Как воспринимались ранние тексты Кондратьева даже самыми продвинутыми современниками? Я присутствовал при авторском чтении «Чая и карт-посталей» в Музее Анны Ахматовой в Фонтанном доме – действие на публику было лишающим слов. Что это? Как это понимать? Как это вообще соотносится с акмеистической и постакмеистической традицией звучного стиха и осязаемой вещности, воплощаемой в Ахматовой и в ее окружении в 1960‐е, в так называемых «ахматовских сиротах» (в Бродском, в Рейне, отчасти в Наймане и в Бобышеве)? Да никак. Это вообще в пику данной традиции.
Кондратьев был, кажется, доволен. Он, можно не сомневаться, был бы рад и скандалу – но именно скандала тогда не произошло. Весь немного праздничный, пижонский вид его во время чтения – белая рубашка, повязанный синий шейный платок – говорил: «Вот чего они все заслуживают с их хмурым бубнением. Пусть и получают».
Эта склонность к часто конфликтному поведению у него не прошла никогда. Александр Скидан вспоминает, как уже в 1999 году Кондратьев прилюдно и ненужно нарезался на глазах у неизбежно соблюдающих приличия участников одной конференции, на самом кануне общего стола, к которому, разумеется, допущен не был (чего и добивался). Особой разницы между этим поступком и чтением в Музее Анны Ахматовой я не вижу, хотя в моем присутствии Вася не нарезался ни разу – а выпивали мы с ним чуть не всякий раз, когда виделись, – нам слишком о многом надлежало поговорить, и это был разговор между собеседниками, понимавшими друг друга с полуслова.

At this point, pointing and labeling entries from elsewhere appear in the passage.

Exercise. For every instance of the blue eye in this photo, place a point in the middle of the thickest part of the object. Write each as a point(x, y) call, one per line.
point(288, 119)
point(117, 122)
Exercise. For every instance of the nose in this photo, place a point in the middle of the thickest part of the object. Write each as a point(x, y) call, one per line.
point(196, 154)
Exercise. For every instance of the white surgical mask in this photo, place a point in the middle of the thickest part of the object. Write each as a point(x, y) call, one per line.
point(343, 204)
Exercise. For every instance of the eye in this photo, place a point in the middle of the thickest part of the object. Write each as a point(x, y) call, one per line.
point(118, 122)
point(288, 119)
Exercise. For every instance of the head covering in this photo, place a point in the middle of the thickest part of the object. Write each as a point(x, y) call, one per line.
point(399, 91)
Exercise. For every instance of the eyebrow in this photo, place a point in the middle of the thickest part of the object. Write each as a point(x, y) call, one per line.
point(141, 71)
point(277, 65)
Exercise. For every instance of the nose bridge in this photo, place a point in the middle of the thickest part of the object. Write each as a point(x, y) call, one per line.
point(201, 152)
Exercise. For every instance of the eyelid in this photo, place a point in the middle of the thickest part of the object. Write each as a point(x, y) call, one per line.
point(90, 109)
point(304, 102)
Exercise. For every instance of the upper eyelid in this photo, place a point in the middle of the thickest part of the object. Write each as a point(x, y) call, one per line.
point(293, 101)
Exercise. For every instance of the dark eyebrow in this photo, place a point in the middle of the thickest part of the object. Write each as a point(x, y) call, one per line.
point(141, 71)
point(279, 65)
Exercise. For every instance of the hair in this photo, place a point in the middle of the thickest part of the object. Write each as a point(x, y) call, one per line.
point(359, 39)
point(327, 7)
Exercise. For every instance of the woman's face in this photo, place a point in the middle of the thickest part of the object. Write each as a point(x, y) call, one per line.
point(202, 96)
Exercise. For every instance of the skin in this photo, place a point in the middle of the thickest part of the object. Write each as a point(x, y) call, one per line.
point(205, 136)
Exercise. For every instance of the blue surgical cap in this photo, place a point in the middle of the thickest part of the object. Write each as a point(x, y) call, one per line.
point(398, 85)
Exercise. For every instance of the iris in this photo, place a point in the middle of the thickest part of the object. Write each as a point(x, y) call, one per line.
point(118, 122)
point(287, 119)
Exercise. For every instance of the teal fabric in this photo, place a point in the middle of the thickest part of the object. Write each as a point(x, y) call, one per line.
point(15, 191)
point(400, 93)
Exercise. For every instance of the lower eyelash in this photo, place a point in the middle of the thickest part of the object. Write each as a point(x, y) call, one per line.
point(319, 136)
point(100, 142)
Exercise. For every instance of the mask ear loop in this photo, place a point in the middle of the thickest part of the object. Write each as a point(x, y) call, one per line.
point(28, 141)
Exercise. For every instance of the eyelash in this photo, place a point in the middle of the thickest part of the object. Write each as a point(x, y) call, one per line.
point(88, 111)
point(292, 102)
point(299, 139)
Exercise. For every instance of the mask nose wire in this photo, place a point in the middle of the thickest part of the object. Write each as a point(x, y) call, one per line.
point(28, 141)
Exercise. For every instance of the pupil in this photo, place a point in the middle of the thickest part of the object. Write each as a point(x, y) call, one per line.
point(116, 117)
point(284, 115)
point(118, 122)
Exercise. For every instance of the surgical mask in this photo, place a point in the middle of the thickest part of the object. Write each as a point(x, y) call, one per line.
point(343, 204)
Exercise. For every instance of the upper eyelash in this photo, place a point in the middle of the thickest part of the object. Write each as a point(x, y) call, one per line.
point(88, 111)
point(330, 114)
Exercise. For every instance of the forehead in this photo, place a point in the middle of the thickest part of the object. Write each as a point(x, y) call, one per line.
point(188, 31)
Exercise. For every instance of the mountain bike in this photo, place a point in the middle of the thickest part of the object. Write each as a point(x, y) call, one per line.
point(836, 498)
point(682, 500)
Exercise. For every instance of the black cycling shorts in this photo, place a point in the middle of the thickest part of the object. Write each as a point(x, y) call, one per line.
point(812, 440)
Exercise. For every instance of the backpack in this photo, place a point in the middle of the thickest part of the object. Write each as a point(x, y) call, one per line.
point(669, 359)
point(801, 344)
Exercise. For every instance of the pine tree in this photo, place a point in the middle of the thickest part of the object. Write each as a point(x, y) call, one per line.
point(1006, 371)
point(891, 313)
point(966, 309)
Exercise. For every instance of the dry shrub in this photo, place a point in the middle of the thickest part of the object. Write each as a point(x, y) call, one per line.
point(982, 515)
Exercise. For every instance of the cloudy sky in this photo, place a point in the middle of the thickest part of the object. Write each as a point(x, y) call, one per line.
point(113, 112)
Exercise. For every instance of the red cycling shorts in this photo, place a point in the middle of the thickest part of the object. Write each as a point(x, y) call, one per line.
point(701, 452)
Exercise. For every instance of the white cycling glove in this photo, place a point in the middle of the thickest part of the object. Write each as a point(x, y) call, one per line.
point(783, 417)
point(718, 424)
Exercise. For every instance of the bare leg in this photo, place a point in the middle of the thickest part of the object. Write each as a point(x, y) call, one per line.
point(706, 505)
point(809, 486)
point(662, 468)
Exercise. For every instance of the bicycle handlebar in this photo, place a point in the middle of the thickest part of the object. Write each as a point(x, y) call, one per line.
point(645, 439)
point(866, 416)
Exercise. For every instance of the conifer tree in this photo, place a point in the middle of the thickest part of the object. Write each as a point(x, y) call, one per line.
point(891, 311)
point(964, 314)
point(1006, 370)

Следующий хронологически текст Кондратьева, «Сабаста» (1990), сохранившийся, к сожалению, фрагментарно (в виде зачина и глав 5, 6, 9), – это уже написанная по тем же принципам, что «Чай и карт-постали», проза, в которой мы находим и автоматическое письмо, и остраненный язык (тут и сломанный синтаксис в «Что увидишь, то и сбывается / в случай, где я или нет, неизвестно, / еще слепая до времени», и явно написанное в трансе «звезда, истлевшая в горизонте / белесой, как лень, накипи», и «восковой шёпот окна», и многое-многое другое), и сомнительность личных местоимений (единственного и множественного числа и грамматически разного рода – отсылают ли они к разным лицам?), и выходящий на сцену лирический герой, и аллюзии (в первую очередь на топику романтизма и на театральные костюмы и декорации «мирискусников»), однако в прихотливом повествовании «Сабасты» чисто поэтические фрагменты играют уже подчиненную роль.
Но, конечно, трансформация Кондратьева – экспериментального поэта, идущего против основного, постакмеистического течения тогдашней неофициальной русской поэзии конца 1980‐х – начала 1990‐х (официально признанной мы просто не замечали), направления, ставшего чуть не обязательным мейнстримом в 1990‐е, в прозаика, широко использующего приемы поэтического письма, включая восстановленного в правах лирического героя, т. е. снова, как и с поэзией, оказывающегося единственным в своем роде, не было одномоментным. Он исследовал и другие пути и возможности, в частности возможность написания «просто прозы» – с почти детективным сюжетом.
Талант к написанию такой сюжетной прозы проявился у него в сочиненном не позднее конца весны 1991 года псевдонимном и мистификационном рассказе «Островитянин»34, являющемся своеобразным продолжением пародийного «Новейшего Плутарха», сочиненного в конце 1940‐х во Владимирском централе оказавшимися там Даниилом Альшицем, Даниилом Андреевым, Василием Париным и Львом Раковым, – книги, которую мы тогда читали с удивлением и которая, вопреки тому что создана была в советской политической тюрьме (а может быть, и благодаря этому), казалась глотком эстетически свежего воздуха даже на фоне перестроечных свобод35. Мистификация, следует признать, удалась Кондратьеву вполне, и даже упоминаемые в конце рассказа автор этих строк и Глеб Морев узнали об авторстве Кондратьева уже после его смерти (об этом чуть подробнее – ниже).